Ok cool but like I said it just had me worried the constant 3 lbs of boost while cruising. Then after that I have no problem building 8 lbs with full throttle. It makes this car actually drivable in normal traffic. Also my boost gauge never reads vacuum which is very strange to me. So like I said its just always at a really low boost. I am used to cars that blow off the boost while cruising and only build it when mashing the throttle. Was I correct about the piece on the stock turbo intake manifold being the BOV? Shouldnt I hear some blow off then while shifting? Thanks for the info guys.
There is no throttle plate in the intake. So it won't do the super cool "woosh" thing that the "Fast and Furious" wannabees do.

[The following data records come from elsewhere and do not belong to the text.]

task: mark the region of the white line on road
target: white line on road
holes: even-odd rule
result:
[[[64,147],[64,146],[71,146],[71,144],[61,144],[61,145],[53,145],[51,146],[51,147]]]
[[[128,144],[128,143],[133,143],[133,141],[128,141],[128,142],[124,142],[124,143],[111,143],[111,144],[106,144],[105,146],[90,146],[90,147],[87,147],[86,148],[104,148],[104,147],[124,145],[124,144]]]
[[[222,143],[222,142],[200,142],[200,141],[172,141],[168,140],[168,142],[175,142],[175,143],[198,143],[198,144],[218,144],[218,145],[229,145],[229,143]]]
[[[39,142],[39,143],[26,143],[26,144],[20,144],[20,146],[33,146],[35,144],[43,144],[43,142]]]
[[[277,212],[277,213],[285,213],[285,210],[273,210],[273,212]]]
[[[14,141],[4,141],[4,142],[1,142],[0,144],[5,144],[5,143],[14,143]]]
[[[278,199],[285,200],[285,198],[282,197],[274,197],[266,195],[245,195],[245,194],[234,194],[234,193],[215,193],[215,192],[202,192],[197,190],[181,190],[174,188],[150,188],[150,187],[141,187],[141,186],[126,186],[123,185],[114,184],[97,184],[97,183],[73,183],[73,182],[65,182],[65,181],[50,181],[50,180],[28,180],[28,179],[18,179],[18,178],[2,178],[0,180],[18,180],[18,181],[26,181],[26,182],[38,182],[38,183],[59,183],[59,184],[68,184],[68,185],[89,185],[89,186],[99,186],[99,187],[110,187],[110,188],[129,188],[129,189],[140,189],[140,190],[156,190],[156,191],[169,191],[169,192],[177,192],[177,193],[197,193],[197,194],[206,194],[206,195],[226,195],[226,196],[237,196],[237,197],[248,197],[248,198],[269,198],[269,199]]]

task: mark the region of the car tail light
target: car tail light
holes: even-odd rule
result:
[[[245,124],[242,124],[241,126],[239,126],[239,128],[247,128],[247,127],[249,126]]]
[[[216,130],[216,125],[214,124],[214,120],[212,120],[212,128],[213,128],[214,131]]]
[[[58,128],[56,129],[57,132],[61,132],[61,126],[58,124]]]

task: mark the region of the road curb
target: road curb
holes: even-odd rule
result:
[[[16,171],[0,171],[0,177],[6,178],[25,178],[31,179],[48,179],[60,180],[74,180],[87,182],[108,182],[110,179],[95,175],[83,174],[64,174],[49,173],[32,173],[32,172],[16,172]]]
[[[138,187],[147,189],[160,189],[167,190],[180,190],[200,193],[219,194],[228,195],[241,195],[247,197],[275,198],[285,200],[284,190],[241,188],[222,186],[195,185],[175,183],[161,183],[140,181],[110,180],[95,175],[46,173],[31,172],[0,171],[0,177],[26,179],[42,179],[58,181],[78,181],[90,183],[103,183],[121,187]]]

Quote from: "saurkraut"There is no throttle plate in the intake. So it won't do the super cool "woosh" thing that the "Fast and Furious" wannabees do.This is also why you're not seeing any vacuum... the diesel intake has no restrictions (unless your airfilter gets dirty) so nothing to pull a vacuum against. This is one of the reasons why the diesel design is more efficient from a fuel consumption perspective actually... in general there's always enough air.
No Problem. Just forget all the turbo gas motor stuff you learned. Little of it applies. For instance, if your lean in a turbo gas motor, you burn things up. To fix it, you add fuel. On a diesel if you lean, it runs cool. Ad fuel to the point that your blowing black smoke, and you'll melt stuff (valves, pistons, turbine blades).I was dinking around with my '79TD last year, and I could get it to bury the boost gauge (30+ PSI) and the EGT would not break 1,000 F. Boost is your pal.These engines will take a boat load of boost and deliver surprizing power.